ROCHESTER, N.Y. - President Donald Trump’s pardon of Susan B. Anthony is getting push back from the museum that bears the women’s suffrage icon’s name.
Anthony was arrested in 1872 for voting before it was legal for women to do so. Some historians have told NPR that Anthony wouldn’t have wanted a pardon because she didn’t believe she did anything wrong.
“Objection! Mr. President, Susan B. Anthony must decline your offer of a pardon today,” Deborah L. Hughes wrote in a statement on behalf of The National Susan B. Anthony Museum & House.
As president and CEO of the museum, Hughes pointed to excerpts from Anthony’s diary. In 1873, she wrote that her trial for voting was “The greatest outrage History ever witnessed.”

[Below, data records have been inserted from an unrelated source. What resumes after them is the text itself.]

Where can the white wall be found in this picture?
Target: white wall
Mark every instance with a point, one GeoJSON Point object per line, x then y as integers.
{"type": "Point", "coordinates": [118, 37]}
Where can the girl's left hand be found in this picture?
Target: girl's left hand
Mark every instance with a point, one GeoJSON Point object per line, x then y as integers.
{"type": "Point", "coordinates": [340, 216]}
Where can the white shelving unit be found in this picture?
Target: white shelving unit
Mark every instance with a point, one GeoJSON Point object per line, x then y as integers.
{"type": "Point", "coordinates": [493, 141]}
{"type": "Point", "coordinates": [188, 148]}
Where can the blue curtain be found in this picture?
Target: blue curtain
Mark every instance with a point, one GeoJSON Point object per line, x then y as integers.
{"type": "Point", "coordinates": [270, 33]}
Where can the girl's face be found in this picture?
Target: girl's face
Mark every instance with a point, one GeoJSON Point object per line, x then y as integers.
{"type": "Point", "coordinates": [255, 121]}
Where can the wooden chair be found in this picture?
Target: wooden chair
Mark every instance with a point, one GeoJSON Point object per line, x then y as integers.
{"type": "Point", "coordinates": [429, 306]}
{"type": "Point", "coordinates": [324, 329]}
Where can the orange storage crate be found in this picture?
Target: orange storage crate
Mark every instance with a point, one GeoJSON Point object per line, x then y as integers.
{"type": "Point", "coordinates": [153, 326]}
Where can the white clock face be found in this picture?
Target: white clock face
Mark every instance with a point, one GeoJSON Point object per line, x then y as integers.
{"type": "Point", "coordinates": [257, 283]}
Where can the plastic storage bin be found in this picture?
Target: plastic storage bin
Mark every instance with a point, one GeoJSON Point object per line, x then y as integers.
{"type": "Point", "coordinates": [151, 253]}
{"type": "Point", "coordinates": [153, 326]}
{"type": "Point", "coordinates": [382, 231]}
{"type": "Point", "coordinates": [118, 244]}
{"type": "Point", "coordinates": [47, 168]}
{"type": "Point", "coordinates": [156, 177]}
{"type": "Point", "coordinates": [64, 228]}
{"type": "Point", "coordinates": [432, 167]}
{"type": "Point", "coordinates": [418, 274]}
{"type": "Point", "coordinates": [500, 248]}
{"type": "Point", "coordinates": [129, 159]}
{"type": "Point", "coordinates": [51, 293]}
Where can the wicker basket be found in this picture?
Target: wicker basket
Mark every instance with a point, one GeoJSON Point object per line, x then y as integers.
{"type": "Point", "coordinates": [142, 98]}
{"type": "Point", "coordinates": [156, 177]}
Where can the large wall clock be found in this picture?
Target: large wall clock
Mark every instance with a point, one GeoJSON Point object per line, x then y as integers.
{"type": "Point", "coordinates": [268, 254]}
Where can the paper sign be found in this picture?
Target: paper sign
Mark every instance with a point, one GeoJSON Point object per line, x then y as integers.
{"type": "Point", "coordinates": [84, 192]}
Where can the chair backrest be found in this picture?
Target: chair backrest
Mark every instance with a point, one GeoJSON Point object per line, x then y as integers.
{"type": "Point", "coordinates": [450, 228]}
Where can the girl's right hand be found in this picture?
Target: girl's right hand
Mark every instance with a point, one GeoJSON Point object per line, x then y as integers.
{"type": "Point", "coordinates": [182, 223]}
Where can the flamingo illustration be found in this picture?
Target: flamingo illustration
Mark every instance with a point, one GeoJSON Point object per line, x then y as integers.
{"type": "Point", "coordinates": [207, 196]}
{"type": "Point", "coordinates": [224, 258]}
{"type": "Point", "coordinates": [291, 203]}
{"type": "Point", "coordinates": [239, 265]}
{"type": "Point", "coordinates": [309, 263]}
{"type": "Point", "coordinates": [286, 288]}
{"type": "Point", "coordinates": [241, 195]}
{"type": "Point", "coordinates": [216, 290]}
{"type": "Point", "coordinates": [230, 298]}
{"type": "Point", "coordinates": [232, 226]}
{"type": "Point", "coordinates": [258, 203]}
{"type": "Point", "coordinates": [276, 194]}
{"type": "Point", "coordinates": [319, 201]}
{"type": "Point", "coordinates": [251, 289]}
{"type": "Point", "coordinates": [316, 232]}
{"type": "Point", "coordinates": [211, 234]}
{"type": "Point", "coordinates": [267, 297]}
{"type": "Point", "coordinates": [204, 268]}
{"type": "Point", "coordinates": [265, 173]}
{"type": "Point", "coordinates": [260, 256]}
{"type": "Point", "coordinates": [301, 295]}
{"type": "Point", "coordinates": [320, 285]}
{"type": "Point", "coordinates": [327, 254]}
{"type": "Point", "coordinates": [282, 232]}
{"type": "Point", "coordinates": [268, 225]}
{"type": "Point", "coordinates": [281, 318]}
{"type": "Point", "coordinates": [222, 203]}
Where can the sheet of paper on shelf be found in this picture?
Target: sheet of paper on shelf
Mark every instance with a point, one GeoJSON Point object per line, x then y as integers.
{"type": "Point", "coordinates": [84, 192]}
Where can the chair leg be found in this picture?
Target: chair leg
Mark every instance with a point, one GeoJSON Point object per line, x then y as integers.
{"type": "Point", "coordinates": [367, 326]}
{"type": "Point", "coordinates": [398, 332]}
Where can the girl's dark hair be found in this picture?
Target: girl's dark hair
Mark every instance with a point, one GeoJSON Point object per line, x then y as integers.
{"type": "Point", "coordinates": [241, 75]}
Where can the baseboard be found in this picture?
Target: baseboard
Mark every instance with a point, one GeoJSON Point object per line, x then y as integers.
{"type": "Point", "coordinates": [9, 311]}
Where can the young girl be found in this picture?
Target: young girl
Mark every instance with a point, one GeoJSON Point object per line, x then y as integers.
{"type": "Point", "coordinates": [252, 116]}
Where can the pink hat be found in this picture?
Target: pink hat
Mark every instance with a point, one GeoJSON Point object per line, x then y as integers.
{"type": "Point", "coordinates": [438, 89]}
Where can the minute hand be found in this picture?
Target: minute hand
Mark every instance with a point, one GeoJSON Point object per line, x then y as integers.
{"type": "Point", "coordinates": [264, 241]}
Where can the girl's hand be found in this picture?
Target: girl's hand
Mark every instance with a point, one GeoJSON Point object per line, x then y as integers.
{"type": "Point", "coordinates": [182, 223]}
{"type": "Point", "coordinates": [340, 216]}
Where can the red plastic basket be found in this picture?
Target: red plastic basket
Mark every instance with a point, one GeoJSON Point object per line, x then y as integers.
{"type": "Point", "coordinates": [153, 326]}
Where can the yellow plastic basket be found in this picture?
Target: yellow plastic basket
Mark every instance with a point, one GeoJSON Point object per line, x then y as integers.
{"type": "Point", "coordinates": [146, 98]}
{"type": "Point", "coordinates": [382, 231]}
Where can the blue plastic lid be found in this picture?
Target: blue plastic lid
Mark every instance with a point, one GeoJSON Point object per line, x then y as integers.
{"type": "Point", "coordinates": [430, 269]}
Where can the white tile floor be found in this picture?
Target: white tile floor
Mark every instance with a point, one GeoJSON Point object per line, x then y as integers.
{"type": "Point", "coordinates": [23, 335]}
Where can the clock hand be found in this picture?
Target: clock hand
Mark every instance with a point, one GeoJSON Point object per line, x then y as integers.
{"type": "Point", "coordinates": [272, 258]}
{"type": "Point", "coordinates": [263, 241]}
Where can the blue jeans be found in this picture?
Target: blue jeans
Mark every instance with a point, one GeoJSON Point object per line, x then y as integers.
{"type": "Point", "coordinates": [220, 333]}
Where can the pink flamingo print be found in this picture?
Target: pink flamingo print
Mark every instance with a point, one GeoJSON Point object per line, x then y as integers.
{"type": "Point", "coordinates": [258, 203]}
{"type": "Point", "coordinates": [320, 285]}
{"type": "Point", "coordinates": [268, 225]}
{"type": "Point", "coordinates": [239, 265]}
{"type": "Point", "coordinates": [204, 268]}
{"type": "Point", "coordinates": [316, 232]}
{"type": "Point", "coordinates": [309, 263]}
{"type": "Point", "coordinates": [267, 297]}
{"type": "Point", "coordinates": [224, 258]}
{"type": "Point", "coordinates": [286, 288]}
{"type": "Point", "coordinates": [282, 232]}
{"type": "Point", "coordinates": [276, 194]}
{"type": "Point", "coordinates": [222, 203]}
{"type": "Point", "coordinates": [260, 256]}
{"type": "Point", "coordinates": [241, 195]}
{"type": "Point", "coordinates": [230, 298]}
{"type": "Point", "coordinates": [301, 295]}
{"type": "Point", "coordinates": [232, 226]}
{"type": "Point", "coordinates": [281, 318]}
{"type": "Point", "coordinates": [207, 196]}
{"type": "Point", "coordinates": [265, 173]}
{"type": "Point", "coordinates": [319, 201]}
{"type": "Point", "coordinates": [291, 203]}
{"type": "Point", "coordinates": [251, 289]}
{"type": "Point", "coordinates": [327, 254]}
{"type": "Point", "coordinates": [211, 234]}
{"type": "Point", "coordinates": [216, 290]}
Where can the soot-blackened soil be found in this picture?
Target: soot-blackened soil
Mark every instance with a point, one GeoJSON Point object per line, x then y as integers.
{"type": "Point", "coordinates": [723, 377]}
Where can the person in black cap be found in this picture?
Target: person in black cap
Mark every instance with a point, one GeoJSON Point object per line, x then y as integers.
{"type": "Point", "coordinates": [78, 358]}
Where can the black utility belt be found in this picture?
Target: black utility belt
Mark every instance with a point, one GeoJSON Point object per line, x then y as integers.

Because she was a woman, Anthony could not speak as a witness in her own defense. And when the closing arguments ended, the judge dismissed the jury and found Anthony guilty, denying her a trial by jury.
Anthony wrote that she would “never pay a dollar” of the court’s “unjust penalty.”
“To pay would have been to validate the proceedings,” Hughes wrote. “To pardon Susan B. Anthony does the same.”
Hughes said a more appropriate way to honor Anthony would be to continue her fight against any forms of voter suppression.
“Enforcement and expansion of the Voting Rights Act of 1965 would be celebrated, we must assure that states respect the 14th, 15th, and 19th Amendments to the United States Constitution,” Hughes stressed. “Support for the Equal Rights Amendment would be well received. Advocacy for human rights for all would be splendid.
Hughes concluded the museum’s statement by saying Anthony was a major proponent of sex education, equal pay for equal work, fair labor practices, excellent public education and the elimination of all forms of discrimination.
This story was reported from Atlanta.